In una regione povera di tradizione industriale di base che assiste proprio in questo periodo allo sfascio di alcuni antichi apparati produttivi, si ritorna a fare memoria storica sui settori trainanti dell'economia e si impongono, numerose, le riflessioni sulla modernizzazione della società rurale sarda e di alcuni importanti comparti produttivi che forse pagano errori e strategie risalenti al dopoguerra ma che potrebbero costituire un prezioso volano economico da riproporre nel mondo ipertecnologico del Terzo Millennio.
Le condizioni di vita e di lavoro dei contadini e dei pastori sardi hanno subìto profonde mutazioni proprio in quel periodo: mentre l'agricoltura ha pagato il prezzo della rapida industrializzazione con una crisi ed un malessere che si sono espressi nel massiccio esodo dalle campagne e nella fatica a reimmettervi la manodopera, mentre l'artigianato ha dimostrato una sorprendente vitalità produttiva che potrebbe ricavare nuovi stimoli dalla rivalutazione di Antichi Mestieri dei quali la nostra tradizione rischia di perdere anche memoria.

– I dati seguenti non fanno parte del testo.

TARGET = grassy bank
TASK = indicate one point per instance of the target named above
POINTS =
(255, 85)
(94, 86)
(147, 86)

Ma se risulta vero che le novità significative dell'economia e della società sarda sono da ricercarsi nella storia recente, ciò non esime dall'obbligo di risalire agli inizi dell'800 per afferrare quali siano le motivazioni dell'eterna situazione di stallo in cui esse si ritrovano.
Bisogna cioè risalire alla legge delle Chiudende e all'abolizione dei feudi, tra il 1820 ed il 1836, ed alla nascita, alla fine dell'800, dell'industria lattiero casearia. Momenti storici che hanno inciso profondamente, secondo gli studiosi, sui lineamenti di agricoltura e pastorizia, sulle tecniche di produzione, sui rapporti sociali e addirittura sui costumi e la mentalità.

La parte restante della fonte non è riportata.